U.S. retail sales declined in May as surges in energy and food prices forced consumers to reduce their spending on vehicles and other discretionary items. With inflation running hot, sales plunged on an inflation-adjusted basis, paring most of April’s gains.
That implies more headwinds to consumer spending in the second quarter. But it won’t be the Federal Reserve’s top concern as it focuses on reducing inflation, starting with a 75 basis-point rate hike announced Wednesday.
Retail sales dropped by 0.3% in May, a decline from a downwardly revised 0.7% increase in April, the U.S. Census Bureau reported on Wednesday. Our estimate pointed to a decline of 1.0% in sales after adjusting for inflation.
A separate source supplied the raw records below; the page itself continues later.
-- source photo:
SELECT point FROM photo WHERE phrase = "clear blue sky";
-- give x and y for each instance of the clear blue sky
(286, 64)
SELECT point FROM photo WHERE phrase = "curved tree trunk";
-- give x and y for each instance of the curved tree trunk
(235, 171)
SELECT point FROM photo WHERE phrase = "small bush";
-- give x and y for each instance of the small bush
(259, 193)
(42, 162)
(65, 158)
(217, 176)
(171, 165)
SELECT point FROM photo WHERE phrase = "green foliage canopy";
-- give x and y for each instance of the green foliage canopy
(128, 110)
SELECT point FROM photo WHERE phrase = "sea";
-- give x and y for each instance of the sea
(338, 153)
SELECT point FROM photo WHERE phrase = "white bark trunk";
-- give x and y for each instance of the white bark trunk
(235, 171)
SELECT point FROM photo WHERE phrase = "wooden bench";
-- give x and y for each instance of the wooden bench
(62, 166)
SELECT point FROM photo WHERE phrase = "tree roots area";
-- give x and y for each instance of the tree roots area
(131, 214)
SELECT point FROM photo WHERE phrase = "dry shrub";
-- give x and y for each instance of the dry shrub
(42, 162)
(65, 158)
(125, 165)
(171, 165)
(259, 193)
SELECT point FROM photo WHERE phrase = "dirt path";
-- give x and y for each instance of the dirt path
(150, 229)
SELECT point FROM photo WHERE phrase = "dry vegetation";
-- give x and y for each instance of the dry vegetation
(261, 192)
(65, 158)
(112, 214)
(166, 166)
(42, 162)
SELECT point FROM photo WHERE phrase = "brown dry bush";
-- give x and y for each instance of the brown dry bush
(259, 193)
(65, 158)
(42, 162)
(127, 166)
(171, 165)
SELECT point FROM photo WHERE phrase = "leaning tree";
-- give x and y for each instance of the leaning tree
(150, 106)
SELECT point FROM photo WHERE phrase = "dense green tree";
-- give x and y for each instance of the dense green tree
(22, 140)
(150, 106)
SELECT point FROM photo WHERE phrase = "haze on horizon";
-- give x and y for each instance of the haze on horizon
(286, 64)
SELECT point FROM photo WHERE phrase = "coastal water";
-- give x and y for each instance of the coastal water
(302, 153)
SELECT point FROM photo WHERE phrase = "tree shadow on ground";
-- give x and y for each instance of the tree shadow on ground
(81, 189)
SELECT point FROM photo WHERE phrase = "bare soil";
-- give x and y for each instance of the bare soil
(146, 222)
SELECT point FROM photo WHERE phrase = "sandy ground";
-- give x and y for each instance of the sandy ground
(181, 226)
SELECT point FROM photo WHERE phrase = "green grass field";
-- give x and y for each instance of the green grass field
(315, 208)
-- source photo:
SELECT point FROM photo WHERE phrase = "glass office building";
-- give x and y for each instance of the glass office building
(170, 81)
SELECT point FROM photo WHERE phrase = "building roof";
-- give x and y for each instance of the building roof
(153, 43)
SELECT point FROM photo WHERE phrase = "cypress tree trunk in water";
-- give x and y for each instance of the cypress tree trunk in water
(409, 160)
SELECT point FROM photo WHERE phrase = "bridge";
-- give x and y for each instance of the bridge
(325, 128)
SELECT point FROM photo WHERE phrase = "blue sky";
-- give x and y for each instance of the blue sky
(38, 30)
Note that data on retail sales mostly represents spending on goods, which has been declining on an inflation-adjusted basis since April of last year.
In fact, slowing goods spending or even outright declines could be welcome for the Fed as goods inflation has contributed about 20% to the headline year-over-year inflation figure.
We expect sales to drop further in June as gasoline prices continue to rise and consumer sentiment drops to a record low.
The data
Spending on vehicles led the decline, down by a sharp 3.5% on the month as prices increased by 1.4%, according to consumer price index data last week. That suggests an even sharper drop in sales volume for vehicles in May. Vehicle sales account for a third of total retail sales—the largest component.
Gasoline prices reached a new high in May, rising by 4.0% on the month. Spending at grocery stores rose by 1.2% from a month earlier, mostly because of higher food prices.
As a result, the share of sales at gas stations and food stores rose for the third time in four months, to 21.5%, after a brief decline in April. That means less spending on discretionary items because of persistent inflation.
The control group—which excludes vehicles, food stores, gasoline and building materials—was flat on the month, not enough to offset the monthly price gains. Last month’s data was revised downwardly to an increase of only 0.5%. The control group feeds into the quarterly calculation of gross domestic product. The drop wiped away gains in April, implying declines in the goods-spending component of GDP in the second quarter.
Sales from online retail stores dropped by 1.0% in May while electronics and furniture sales also dropped by 1.3% and 0.9%, respectively.